Home Health & Hospice Week

Reimbursement:

Take 6 Steps To Protect Against RAC Audits

Consider serious therapy changes.

If you haven't received an audit request from your Recovery Audit Contractor yet, you could be next on the list. And a host of other government contractors are breathing down your neck too.

Take these steps to protect against RAC and other auditors' review, suggests clinical consultant Pam Warmack with Clinic Connections in Ru-ston, La.:

1. Watch and learn. "I love the saying, 'A smart man learns from his mistakes, but a wise man learns from the mistakes of others," Warmack tells Eli. "Every provider out there should be listening closely to discover what care is being denied and to what degree."

2. Make necessary changes. Look at the risk areas highlighted by RAC and other auditors' denials, then work to limit your exposure in those areas. "Every provider should be preparing a quality program designed to minimize their risk if faced with review," Warmack advises.

3. Cover your compliance bases. "Every provider should be developing a formal corporate compliance program," Warmack urges. The HHS Office of Inspector General provides home health agency- and hospice-specific compliance guidance at http://www.oig.hhs.gov/fraud/complianceguidance.asp. For in-depth compliance plan advice from the industry's legal experts, see Eli's HCW, Vol. XIX, Nos. 23 and 29.

4. Consider therapy changes. Entities ranging from the U.S. Senate to the Centers for Medicare & Medicaid Services to the OIG have been focusing on therapy in HHAs as a potential area for fraud and abuse.
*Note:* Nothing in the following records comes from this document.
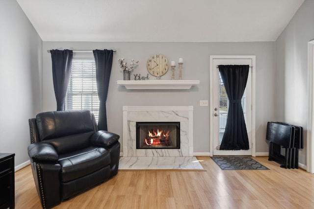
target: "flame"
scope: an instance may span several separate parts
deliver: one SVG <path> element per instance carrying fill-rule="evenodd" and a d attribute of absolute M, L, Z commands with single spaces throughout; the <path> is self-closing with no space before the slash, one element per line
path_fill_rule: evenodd
<path fill-rule="evenodd" d="M 164 130 L 159 131 L 159 129 L 157 129 L 157 131 L 154 129 L 152 132 L 148 131 L 148 136 L 145 139 L 145 143 L 148 146 L 164 144 L 165 141 L 166 143 L 168 143 L 169 132 L 169 130 L 166 132 Z"/>
<path fill-rule="evenodd" d="M 149 142 L 149 141 L 150 141 Z M 146 138 L 145 138 L 145 143 L 147 144 L 148 146 L 150 146 L 152 144 L 153 144 L 153 141 L 154 141 L 154 140 L 153 139 L 147 139 Z"/>

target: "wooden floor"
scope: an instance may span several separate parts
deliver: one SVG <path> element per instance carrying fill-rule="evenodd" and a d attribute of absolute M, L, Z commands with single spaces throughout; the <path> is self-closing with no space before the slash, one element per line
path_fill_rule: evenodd
<path fill-rule="evenodd" d="M 286 169 L 266 157 L 268 170 L 222 170 L 198 157 L 206 171 L 119 171 L 55 209 L 314 209 L 314 175 Z M 15 173 L 16 209 L 41 208 L 30 166 Z"/>

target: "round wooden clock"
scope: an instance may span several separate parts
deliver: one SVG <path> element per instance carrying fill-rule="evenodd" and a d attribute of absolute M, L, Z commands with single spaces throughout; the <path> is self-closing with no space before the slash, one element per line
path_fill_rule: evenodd
<path fill-rule="evenodd" d="M 168 71 L 169 62 L 164 55 L 160 54 L 154 54 L 147 60 L 146 68 L 148 72 L 151 75 L 160 77 L 166 74 Z"/>

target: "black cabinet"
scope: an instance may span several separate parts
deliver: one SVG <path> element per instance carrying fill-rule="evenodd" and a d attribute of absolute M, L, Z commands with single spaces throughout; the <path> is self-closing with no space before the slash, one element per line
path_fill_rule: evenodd
<path fill-rule="evenodd" d="M 0 209 L 14 209 L 14 154 L 0 153 Z"/>

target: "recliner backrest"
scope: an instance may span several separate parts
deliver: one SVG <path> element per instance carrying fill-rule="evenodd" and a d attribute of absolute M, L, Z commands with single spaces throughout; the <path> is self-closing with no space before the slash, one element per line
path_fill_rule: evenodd
<path fill-rule="evenodd" d="M 86 147 L 97 130 L 95 117 L 88 110 L 40 113 L 36 123 L 39 141 L 51 143 L 59 154 Z"/>

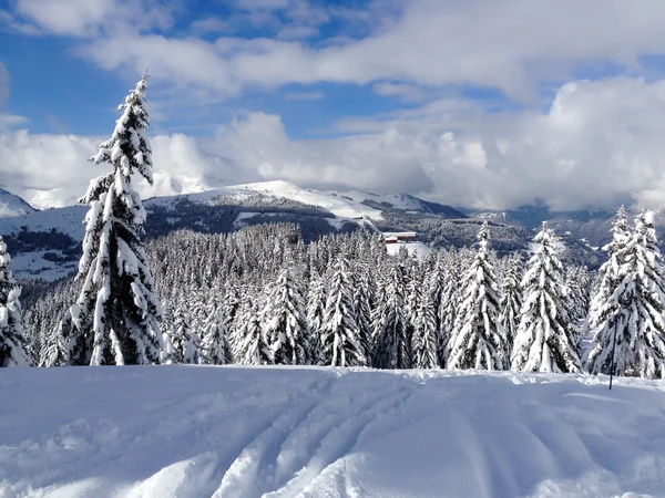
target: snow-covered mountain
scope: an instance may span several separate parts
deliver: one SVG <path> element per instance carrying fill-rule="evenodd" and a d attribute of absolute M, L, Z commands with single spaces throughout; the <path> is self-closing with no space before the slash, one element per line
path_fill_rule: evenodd
<path fill-rule="evenodd" d="M 243 184 L 206 191 L 154 197 L 145 200 L 149 237 L 176 229 L 228 232 L 262 222 L 295 222 L 306 241 L 324 234 L 362 227 L 376 231 L 416 231 L 420 242 L 432 247 L 469 247 L 475 243 L 481 220 L 450 206 L 405 194 L 325 191 L 288 181 Z M 86 207 L 31 210 L 0 217 L 18 277 L 55 279 L 76 268 Z M 529 251 L 531 230 L 493 222 L 493 247 L 499 252 Z M 566 239 L 569 260 L 594 267 L 595 255 L 573 237 Z M 415 248 L 416 249 L 416 248 Z M 422 253 L 420 246 L 416 252 Z"/>
<path fill-rule="evenodd" d="M 35 209 L 19 196 L 0 188 L 0 218 L 10 218 L 33 212 Z"/>
<path fill-rule="evenodd" d="M 474 371 L 6 369 L 2 497 L 647 497 L 663 383 Z M 49 409 L 44 409 L 48 406 Z"/>

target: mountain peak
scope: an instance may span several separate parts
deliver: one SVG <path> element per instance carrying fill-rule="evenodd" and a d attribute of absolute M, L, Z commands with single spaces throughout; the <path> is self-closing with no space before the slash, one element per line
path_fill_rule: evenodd
<path fill-rule="evenodd" d="M 35 210 L 21 197 L 0 188 L 0 218 L 23 216 Z"/>

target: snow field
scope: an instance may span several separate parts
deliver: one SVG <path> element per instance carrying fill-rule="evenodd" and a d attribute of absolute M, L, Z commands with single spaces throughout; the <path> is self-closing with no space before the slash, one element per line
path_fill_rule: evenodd
<path fill-rule="evenodd" d="M 2 498 L 665 496 L 663 382 L 125 366 L 0 392 Z"/>

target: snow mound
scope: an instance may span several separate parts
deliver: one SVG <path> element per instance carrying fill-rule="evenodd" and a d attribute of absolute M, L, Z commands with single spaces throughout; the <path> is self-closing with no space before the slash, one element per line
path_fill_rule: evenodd
<path fill-rule="evenodd" d="M 0 218 L 11 218 L 34 211 L 35 209 L 19 196 L 0 188 Z"/>
<path fill-rule="evenodd" d="M 10 369 L 0 497 L 663 496 L 663 382 Z M 628 496 L 628 495 L 626 495 Z"/>
<path fill-rule="evenodd" d="M 432 251 L 428 245 L 422 242 L 387 243 L 386 249 L 390 256 L 398 256 L 400 249 L 406 249 L 409 251 L 409 256 L 418 259 L 424 259 Z"/>
<path fill-rule="evenodd" d="M 340 218 L 364 217 L 369 219 L 381 219 L 381 211 L 364 205 L 362 200 L 365 200 L 367 196 L 364 197 L 359 195 L 359 193 L 321 191 L 313 188 L 298 187 L 295 184 L 283 180 L 236 185 L 234 187 L 228 187 L 227 189 L 239 191 L 249 190 L 267 196 L 284 197 L 290 200 L 297 200 L 298 203 L 319 206 Z"/>

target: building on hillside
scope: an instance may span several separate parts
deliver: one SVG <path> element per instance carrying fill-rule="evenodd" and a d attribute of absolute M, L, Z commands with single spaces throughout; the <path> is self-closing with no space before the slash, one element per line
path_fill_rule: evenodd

Take their cue and focus on your own therapy practices, Warmack counsels.

"Providers are already beginning to work with therapists to gain a level of control over therapy admissions and appropriateness of care," War-mack relates. "Many providers are beginning to add therapists to their employee rolls rather than outsourcing all therapy services."

Another step: "Quality assurance programs have begun including therapy services and requiring therapists be active participants in performance improvement programs and activities," Warmack adds.

5. Educate staff. You can't expect your staff to comply with rules and agency policies and procedures if they don't know about or understand them. "Staff education is more important than ever," Warmack stresses.

6. Hold staff accountable. Just going over the rules and requirements with your staff isn't enough. You need to give them a reason to go by those rules.

"Holding clinicians accountable for admitting only eligible patients, providing qualifying care, and documenting care at a level that ensures reimbursement is absolutely essential," Warmack emphasizes.